I’ve been really angry lately. The proximate cause has nothing to do with the world at large, but with the fact that I had to start up the dex again. Almost instantly it took hold in the usual way, compromising my sleep at night and making me tired and fatigued during the day. At least three or four days a week I end up in a daytime coma for 1-3 hours, and the rest of the time I feel crappy. This shortens my temper in the obvious way, but it also just pisses me off. There’s nothing rational about that, but there you go.
But that’s not the whole story. This is my fourth round of dex, and it hasn’t made me angry at the world before. So what else is going on?
Well, there’s Twitter, but I don’t know if that’s cause or effect. I normally don’t engage much on Twitter, but lately I’ve not only been doing it more often, but doing it stupidly. I’m angry, so I launch off a snarky/snotty tweet and then watch the whole conversation go downhill. Needless to say, I’m angrier at the end than I was at the beginning.
I could just hide my mentions and stop engaging, but that would be annoying to other people who find Twitter a good way to communicate with me. And that’s only a band-aid anyway.
Then there’s Trump, of course. Or, more accurately, the entire Republican Party. This is a little hard to describe since it’s hardly news that Trump is a boor and Republicans are the party of the rich and powerful. But during one of my recent Twitter squabbles, it all hit me a little harder than usual. The argument was about—well, that doesn’t matter. It was an essentially minor issue of fact that probably wasn’t going to change by much no matter which of us was right. And I realized just how much time liberals spend on this kind of thing—myself very much included. We call each other out constantly on the precise truth of some fact or policy position. Can Bernie really pay for his health care plan? Can we really blame the latest huge storm on climate change? Is middle-class income growth really stagnant or merely sluggish?

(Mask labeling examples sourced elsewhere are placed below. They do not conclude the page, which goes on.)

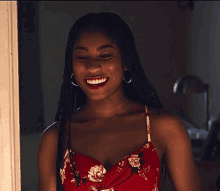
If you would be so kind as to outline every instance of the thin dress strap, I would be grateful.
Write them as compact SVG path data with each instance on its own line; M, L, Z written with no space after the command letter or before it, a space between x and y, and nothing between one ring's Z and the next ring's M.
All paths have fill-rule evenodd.
M149 113L148 113L148 108L145 105L145 112L146 112L146 123L147 123L147 139L148 142L151 142L151 135L150 135L150 119L149 119Z

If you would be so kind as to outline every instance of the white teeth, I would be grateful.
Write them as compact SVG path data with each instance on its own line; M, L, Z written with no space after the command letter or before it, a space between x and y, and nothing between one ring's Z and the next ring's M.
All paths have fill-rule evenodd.
M88 84L100 84L103 83L107 80L107 78L102 78L100 80L87 80Z

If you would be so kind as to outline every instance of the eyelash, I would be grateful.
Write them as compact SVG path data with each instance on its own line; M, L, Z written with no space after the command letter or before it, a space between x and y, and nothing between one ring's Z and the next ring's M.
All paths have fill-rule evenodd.
M111 54L102 54L102 55L100 55L100 57L101 58L111 58L112 56L111 56ZM77 59L79 59L79 60L82 60L82 59L83 60L88 60L88 58L89 57L80 57L80 56L77 57Z

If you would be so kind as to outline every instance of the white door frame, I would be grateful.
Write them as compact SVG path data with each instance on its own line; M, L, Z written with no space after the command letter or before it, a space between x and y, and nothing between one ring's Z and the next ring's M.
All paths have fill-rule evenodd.
M0 191L21 191L17 20L17 1L1 1Z

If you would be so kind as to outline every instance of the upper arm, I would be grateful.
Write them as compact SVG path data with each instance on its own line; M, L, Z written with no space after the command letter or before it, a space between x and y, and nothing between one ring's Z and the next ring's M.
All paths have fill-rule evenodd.
M176 191L201 191L201 180L192 156L191 141L179 118L165 115L161 120L168 175Z
M56 191L57 124L46 129L38 148L39 191Z

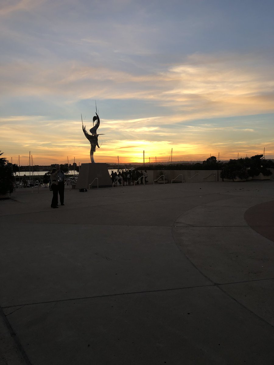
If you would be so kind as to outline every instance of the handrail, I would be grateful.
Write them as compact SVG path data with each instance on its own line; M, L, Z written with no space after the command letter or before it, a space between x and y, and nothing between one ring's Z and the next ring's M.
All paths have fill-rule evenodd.
M94 181L95 181L95 180L97 180L97 189L99 189L99 180L98 178L98 177L95 177L95 178L94 179L94 180L93 180L91 181L91 182L90 183L90 184L88 184L88 190L90 190L90 187L92 184L92 182Z
M144 178L144 180L143 180L144 186L145 186L145 177L143 175L142 176L140 176L140 177L139 178L138 180L135 180L135 181L133 181L133 185L134 186L135 186L135 183L137 182L137 181L138 181L139 180L141 180L141 179L142 178L142 177Z
M191 176L191 177L190 177L189 179L187 179L187 182L189 182L189 180L191 180L191 179L193 177L194 177L195 176L196 176L196 175L199 175L199 174L195 174L193 176Z
M209 174L208 176L206 176L205 177L203 177L203 180L205 180L205 179L207 179L208 177L209 177L210 175L213 175L214 176L216 176L216 174L214 172L212 172L211 174Z
M179 174L178 176L176 176L176 177L174 177L174 179L171 179L171 184L172 184L172 182L173 181L174 181L174 180L176 180L176 179L177 178L177 177L178 177L179 176L182 176L182 182L184 182L183 181L183 174Z
M159 176L159 177L157 179L156 179L156 180L153 180L153 185L154 185L154 183L155 182L155 181L157 181L159 180L159 179L160 178L160 177L161 177L162 176L163 176L164 177L164 185L165 181L165 176L164 175L161 175L160 176ZM162 181L163 180L161 180L161 181Z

Meanwhile, the Republican Party and Fox News are peddling an entire alternate reality. Global warming is due to sunspots. Donald Trump isn’t a racist. Tax cuts for the wealthy are good for the economy. Benghazi was a deliberate setup. Undocumented immigrants are murderers and rapists. Social Security is going bankrupt. Voter fraud is rampant. China pays for tariffs.

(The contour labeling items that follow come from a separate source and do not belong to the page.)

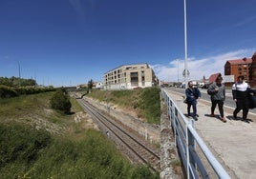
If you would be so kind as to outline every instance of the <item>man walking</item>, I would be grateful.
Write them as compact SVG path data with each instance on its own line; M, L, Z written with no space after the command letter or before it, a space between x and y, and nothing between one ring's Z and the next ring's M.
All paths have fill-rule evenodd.
M211 95L211 117L214 117L214 110L218 104L219 111L221 114L221 120L225 123L226 120L224 116L224 102L225 99L225 89L224 85L222 83L223 77L221 73L216 78L215 82L212 83L208 90L207 93Z
M237 83L232 86L233 100L236 102L236 109L233 112L234 119L237 119L238 112L243 109L243 121L247 120L248 114L248 90L249 85L245 82L244 76L238 76Z

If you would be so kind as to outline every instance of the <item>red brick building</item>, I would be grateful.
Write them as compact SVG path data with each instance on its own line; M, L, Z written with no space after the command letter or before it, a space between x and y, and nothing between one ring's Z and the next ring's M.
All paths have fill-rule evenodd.
M248 83L252 80L251 78L251 58L243 58L237 60L228 60L224 65L224 75L234 75L236 80L238 76L245 76L245 80ZM229 85L228 85L229 86Z
M251 57L252 63L250 67L250 86L256 88L256 51Z

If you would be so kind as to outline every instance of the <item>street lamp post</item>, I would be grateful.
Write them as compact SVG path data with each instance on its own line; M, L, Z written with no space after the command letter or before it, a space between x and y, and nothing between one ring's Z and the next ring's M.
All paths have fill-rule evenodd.
M184 0L184 52L185 52L185 60L184 60L184 82L185 89L187 88L187 37L186 37L186 0Z

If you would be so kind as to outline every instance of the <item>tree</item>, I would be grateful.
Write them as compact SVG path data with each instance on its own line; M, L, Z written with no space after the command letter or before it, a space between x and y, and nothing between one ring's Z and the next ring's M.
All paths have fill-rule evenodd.
M87 93L89 93L89 91L92 90L93 89L93 86L94 86L94 81L91 79L89 82L88 82L88 89L87 89Z
M51 108L63 111L64 113L70 113L72 104L70 102L68 94L66 94L61 89L51 98Z

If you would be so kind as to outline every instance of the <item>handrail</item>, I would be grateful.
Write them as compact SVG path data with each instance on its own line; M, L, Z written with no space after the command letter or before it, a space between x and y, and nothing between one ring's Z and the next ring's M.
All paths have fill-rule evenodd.
M168 116L175 135L175 143L181 155L187 178L199 178L199 172L203 178L209 178L207 169L195 149L195 142L202 149L216 175L222 179L231 178L197 133L193 125L194 120L187 120L164 89L161 90L161 94L167 106ZM181 122L183 122L184 127L181 125Z

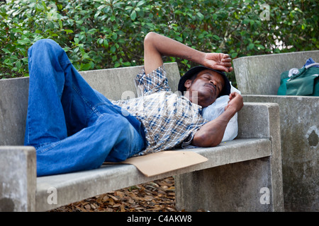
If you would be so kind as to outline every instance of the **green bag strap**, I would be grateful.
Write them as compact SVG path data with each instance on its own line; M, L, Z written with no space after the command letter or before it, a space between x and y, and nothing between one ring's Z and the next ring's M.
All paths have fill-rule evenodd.
M301 69L291 69L289 70L289 72L288 73L288 77L289 77L289 79L287 81L290 81L291 80L295 79L296 78L299 77L303 73L305 73L306 71L307 71L308 69L310 67L312 67L313 66L319 66L319 63L313 63L309 65L307 65Z

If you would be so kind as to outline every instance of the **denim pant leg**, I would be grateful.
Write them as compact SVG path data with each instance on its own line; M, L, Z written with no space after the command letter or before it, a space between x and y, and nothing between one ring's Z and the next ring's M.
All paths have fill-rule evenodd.
M37 149L38 176L99 167L144 148L140 123L93 90L50 40L29 49L25 144Z

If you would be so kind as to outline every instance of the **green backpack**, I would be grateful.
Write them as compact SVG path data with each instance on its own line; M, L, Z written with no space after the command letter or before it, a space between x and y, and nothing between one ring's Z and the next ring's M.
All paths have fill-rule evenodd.
M319 96L319 68L313 66L319 64L283 72L277 95Z

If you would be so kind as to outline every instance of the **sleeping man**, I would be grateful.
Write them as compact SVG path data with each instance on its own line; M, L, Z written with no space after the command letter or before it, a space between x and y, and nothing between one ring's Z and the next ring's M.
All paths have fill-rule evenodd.
M51 40L36 42L28 55L25 145L36 149L38 176L95 169L105 161L189 144L218 145L243 106L224 73L233 70L228 54L199 52L155 32L145 38L144 69L135 80L142 95L127 100L110 100L91 88ZM162 56L201 65L181 78L181 95L168 85ZM225 95L225 111L204 119L202 109Z

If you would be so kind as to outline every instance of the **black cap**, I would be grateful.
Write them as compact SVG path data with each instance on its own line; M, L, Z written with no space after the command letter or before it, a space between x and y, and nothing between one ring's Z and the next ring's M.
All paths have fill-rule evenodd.
M191 69L189 69L186 73L185 73L185 74L181 76L181 78L179 79L179 91L180 91L181 93L181 95L184 95L184 92L186 91L186 87L185 87L185 82L186 81L186 80L188 79L191 79L191 78L195 75L198 73L199 72L201 72L201 71L203 70L206 70L206 69L209 69L211 71L215 71L218 73L219 74L220 74L223 76L223 78L224 79L225 81L225 86L223 88L222 91L220 92L220 93L219 94L219 96L223 96L225 95L229 95L230 94L230 83L229 82L228 78L227 78L226 77L226 74L225 73L225 72L222 71L219 71L219 70L215 70L215 69L212 69L210 68L207 68L206 66L195 66Z

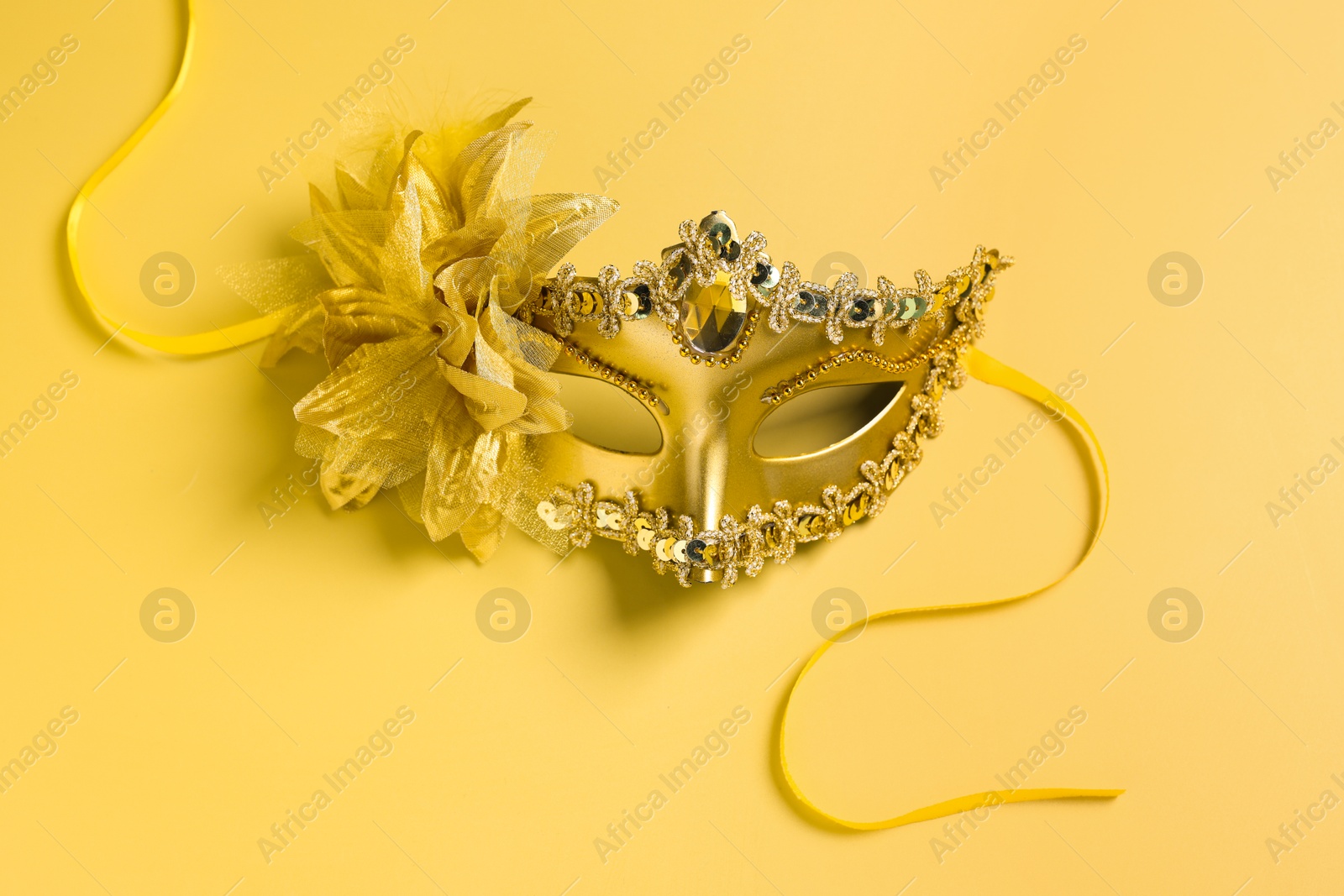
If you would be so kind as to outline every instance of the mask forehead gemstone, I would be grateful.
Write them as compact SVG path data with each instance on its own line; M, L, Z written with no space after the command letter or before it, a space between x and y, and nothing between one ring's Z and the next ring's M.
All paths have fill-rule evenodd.
M681 300L681 329L691 347L706 355L727 351L742 334L747 304L732 297L726 282L692 282Z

They aren’t arguing about whether it’s unfair to say that Mexican immigrants commit 1.2 murders per 100,000 because it’s really 1.1 if you control for age and gender. They just follow whatever lead Trump provides and run ads with grieving white families and gritty mug shots of some dark-skinned assailant. Done.
I’m saying absolutely nothing original here. And I like the fact that liberals are sort of obsessed with keeping everyone honest even on fairly minor details. But there’s definitely something a little deck-chairish about it these days.

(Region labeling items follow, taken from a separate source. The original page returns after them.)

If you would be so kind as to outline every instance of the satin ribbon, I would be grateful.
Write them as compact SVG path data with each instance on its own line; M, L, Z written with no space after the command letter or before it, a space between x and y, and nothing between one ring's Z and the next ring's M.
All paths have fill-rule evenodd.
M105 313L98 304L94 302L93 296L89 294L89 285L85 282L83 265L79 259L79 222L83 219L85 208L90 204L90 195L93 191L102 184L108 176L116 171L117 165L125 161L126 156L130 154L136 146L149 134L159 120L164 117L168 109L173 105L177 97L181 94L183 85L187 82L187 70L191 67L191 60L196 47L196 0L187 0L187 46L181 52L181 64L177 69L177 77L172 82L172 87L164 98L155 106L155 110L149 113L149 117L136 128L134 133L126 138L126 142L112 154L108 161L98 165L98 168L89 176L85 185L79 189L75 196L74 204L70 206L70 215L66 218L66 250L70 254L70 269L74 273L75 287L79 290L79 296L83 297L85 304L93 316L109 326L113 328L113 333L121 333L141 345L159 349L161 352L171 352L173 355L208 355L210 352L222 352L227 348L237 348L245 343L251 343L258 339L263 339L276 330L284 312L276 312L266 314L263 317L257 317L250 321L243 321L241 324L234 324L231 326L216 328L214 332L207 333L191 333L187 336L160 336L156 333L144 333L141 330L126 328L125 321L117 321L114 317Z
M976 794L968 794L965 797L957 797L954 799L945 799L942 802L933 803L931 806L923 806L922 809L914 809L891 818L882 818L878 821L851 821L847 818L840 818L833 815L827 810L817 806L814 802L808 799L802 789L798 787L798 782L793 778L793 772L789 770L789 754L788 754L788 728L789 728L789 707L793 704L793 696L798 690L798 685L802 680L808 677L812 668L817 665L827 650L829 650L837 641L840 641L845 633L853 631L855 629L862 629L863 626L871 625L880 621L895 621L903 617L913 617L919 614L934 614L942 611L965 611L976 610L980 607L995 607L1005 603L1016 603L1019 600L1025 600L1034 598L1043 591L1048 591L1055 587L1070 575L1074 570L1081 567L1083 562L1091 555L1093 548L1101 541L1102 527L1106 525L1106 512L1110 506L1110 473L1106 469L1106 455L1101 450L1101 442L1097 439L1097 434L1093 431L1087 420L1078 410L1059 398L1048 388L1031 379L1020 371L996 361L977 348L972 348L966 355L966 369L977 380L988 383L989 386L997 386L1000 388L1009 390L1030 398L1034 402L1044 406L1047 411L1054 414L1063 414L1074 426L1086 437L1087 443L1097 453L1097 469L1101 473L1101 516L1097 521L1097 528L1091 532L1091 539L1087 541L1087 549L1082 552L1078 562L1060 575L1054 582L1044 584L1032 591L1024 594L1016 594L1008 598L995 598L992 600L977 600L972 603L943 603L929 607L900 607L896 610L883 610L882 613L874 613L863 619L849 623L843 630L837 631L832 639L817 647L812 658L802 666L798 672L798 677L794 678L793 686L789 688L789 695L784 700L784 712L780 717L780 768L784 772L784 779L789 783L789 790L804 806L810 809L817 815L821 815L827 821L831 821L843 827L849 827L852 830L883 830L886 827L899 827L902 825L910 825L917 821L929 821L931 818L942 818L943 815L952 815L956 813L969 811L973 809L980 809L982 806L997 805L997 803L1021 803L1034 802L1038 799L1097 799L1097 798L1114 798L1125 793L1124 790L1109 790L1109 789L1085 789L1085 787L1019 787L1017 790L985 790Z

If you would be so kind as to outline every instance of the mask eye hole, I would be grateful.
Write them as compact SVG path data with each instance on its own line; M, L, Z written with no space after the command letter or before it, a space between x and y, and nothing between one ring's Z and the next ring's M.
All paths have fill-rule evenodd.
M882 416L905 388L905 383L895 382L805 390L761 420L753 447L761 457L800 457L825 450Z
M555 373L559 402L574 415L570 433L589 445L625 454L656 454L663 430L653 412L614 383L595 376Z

This is a mishmash, but the result is that it’s made me a little sloppy lately. Given everything going on around us, it’s hard to feel like it’s worthwhile sweating every detail and making sure I haven’t skipped a step or two. And then I get beat up about it—sometimes fairly, sometimes not—and I spend more time on the damn topic than I would have if I’d just done it right the first time. And I’m angry about that, and I’m angry that I/we are wasting our time on this kind of stuff while Republicans are gleefully gerrymandering, repressing votes, trying to destroy Obamacare, passing huge tax windfalls for the rich, cutting food stamps, demanding investigations of Robert Mueller, pissing off every ally America has, and just generally doubling down on their commitment to race baiting and winning the white vote.
I don’t know. I’m not sure this helped after all. Maybe I need to take up yoga.